Longitudinal growth record of the patient with testotoxicosis. Gray circles indicate bone age. Administration of anastrozole (1 mg daily) and spironolactone (150 mg daily) was started at 7 yr of age and was continued until 13 yr of age. The dose of anastrozole was cut by half (0.5 mg daily) from 9 to 11 yr of age. Administration of metenolone (10 mg daily) was started at 12 yr of age and was continued until 13 yr of age.
Discussion
Testotoxicosis or FMPP has been previously treated with medroxyprogesterone acetate, spironolactone, cyproterone acetate (a weak antiandrogen agent) and testolactone (first-generation AI) in Japan (6, 7, 9, 10). Furthermore, in cases developing secondary gonadotropin-dependent puberty, patients would be treated with a GnRH analogue, such as buserelin acetate or leuprorelin acetate. Six Japanese patients were reported to have reached adult heights ranging from 146 to 161.8 cm after combination therapy for three to ten yr (6, 7, 9, 10). These previous studies did not result in sufficient deceleration of BA advancement (BA/CA 1.54–2.06). In addition, adult height was not increased compared with the PAH at the start of treatment, although combination therapy with spironolactone, testolactone and GnRH analogue successfully improved prepubertal growth rates and gonadotropin concentrations (11).

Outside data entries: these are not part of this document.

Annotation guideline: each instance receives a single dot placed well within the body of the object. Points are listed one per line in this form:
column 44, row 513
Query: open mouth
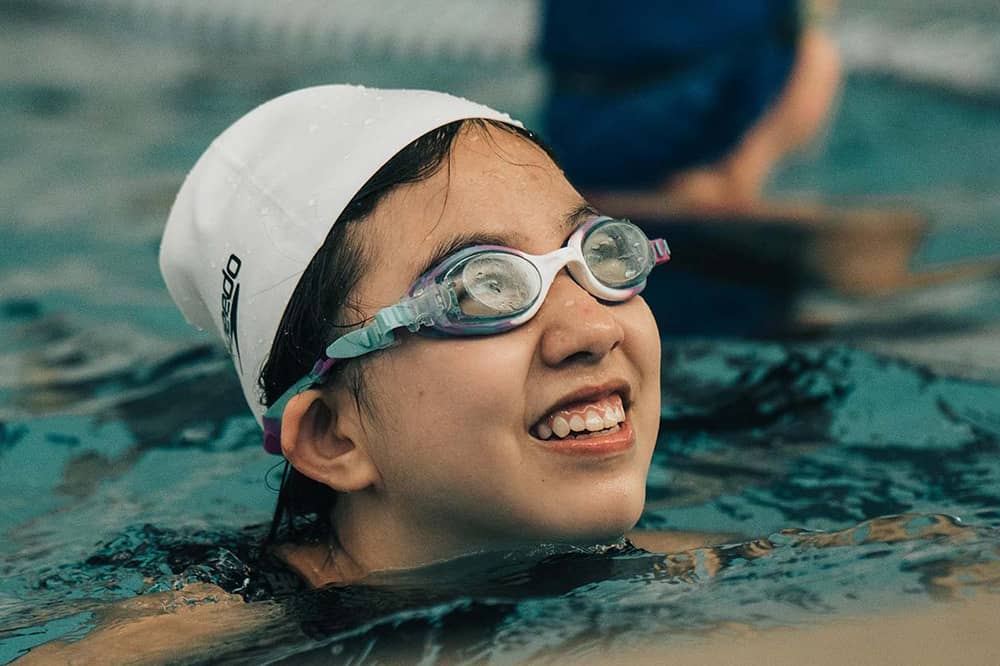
column 583, row 420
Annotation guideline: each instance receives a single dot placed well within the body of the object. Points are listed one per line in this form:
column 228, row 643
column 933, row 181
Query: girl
column 441, row 337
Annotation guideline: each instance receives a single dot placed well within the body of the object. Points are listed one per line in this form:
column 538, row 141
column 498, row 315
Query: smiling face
column 464, row 433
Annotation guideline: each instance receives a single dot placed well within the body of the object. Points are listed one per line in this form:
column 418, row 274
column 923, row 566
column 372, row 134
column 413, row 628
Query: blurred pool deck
column 108, row 103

In this study, the patient reached his adult height at 166.9 cm, which is taller than those of the other 6 patients reported. This improvement in his adult height was caused by marked deceleration of BA advancement accompanied by prolongation of the pubertal period by the combination therapy with the antiandrogenic agent and third-generation AI. This effect is mainly attributed to the third-generation AI, since the antiandrogenic agent is not reported to be so effective in decelerating BA advancement. Improved adult height might be partly caused by metenolone, an anabolic steroid hormone. Since metenolone is not metabolized to estrogen, it promotes height growth and suppresses gonadotropins through a feedback mechanism without BA advancement. Metenolone administration maintained growth velocity to some extent.

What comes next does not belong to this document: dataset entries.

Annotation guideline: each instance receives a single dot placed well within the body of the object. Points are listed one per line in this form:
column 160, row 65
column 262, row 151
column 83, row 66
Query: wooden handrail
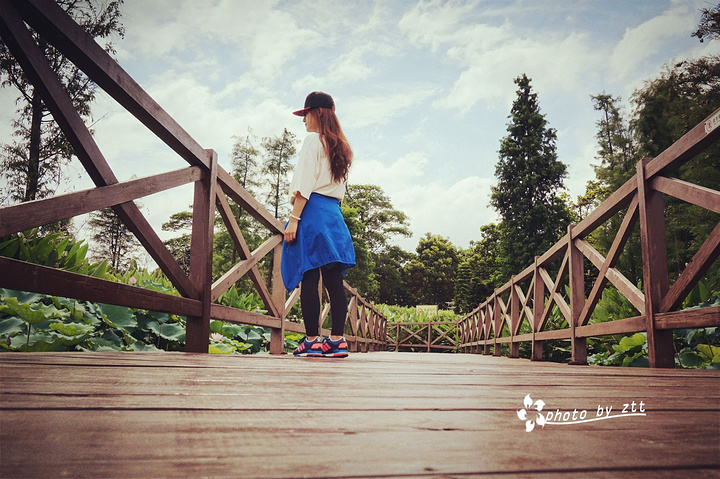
column 213, row 186
column 481, row 331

The first-generation AI (testolactone) has demonstrated less than 90% inhibition of cytochrome P450 enzyme (CYP19), whereas a third-generation AI (anastrozole) is more potent (97% inhibition) and has a longer half-life (2 d). The use of a third-generation AI has the advantage of avoiding the use of a GnRH analogue even when the patients enter central puberty. Bicalutamide is a potent nonsteroidal antiandrogen agent used for the treatment of prostate cancer (12). It binds to the androgen receptor and increases androgen-receptor degradation. Since it also has a longer half-life, it can be administered once a day. Bicalutamide was not available in Japan when his treatment was started.
The combination therapy with bicalutamide and anastrozole/letrozole was reported to be effective in decreasing growth rates and BA maturation (13). Lenz et al. (14) reported that BA maturation was decelerated and that the ratios of BA/CA decreased to 1.01 and 1.4, respectively, after longer-term combined treatment (4.5–5 yr) in two boys. PAH in one patient increased from 168.9 cm at start of treatment to 178.2 cm over a total of 5.4 yr of treatment.

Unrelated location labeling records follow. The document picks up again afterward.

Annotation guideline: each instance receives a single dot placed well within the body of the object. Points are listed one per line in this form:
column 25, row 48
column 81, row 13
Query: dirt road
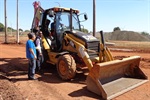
column 15, row 86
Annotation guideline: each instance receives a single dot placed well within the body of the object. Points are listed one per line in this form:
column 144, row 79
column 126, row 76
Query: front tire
column 66, row 67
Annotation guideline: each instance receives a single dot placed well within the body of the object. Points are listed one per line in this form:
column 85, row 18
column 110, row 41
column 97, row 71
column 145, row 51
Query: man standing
column 31, row 55
column 39, row 47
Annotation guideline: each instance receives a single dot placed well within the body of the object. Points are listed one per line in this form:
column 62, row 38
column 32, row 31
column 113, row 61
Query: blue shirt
column 30, row 44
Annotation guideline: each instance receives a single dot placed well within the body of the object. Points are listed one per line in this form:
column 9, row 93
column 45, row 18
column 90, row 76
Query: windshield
column 63, row 21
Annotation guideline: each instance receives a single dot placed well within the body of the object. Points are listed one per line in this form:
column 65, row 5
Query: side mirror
column 85, row 16
column 51, row 13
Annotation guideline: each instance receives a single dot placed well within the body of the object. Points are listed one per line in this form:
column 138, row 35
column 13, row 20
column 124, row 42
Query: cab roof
column 63, row 9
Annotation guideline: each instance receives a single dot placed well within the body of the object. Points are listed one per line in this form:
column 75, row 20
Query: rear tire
column 66, row 67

The current study is the first report to support the efficacy of a third-generation AI and an antiandrogen agent for the treatment of testotoxicosis in Japan. This combination therapy was well tolerated without adverse events. However, the use of a third-generation AI in children has not been established yet, not only in Japan but also throughout the world, although the first clinical experience in children was reported (2). As bicalutamide is a more potent antiandrogen agent, the combination of a third-generation AI and bicalutamide would be a more favorable treatment. Further experience and controlled clinical trials will be necessary to clarify the efficacy of the combination treatment for testotoxicosis.
Acknowledgements
This work was supported in part by a Grant for Research on Intractable Diseases (11103517) from the Ministry of Health, Labour and Welfare, Japan, and by Grants-in-Aid for Scientific Research (C) (23591523 and 25461517) from the Ministry of Education, Culture, Sports, Science and Technology, Japan.
Disclosure statement: T. Tanaka is a consultant for Japan Chemical Research.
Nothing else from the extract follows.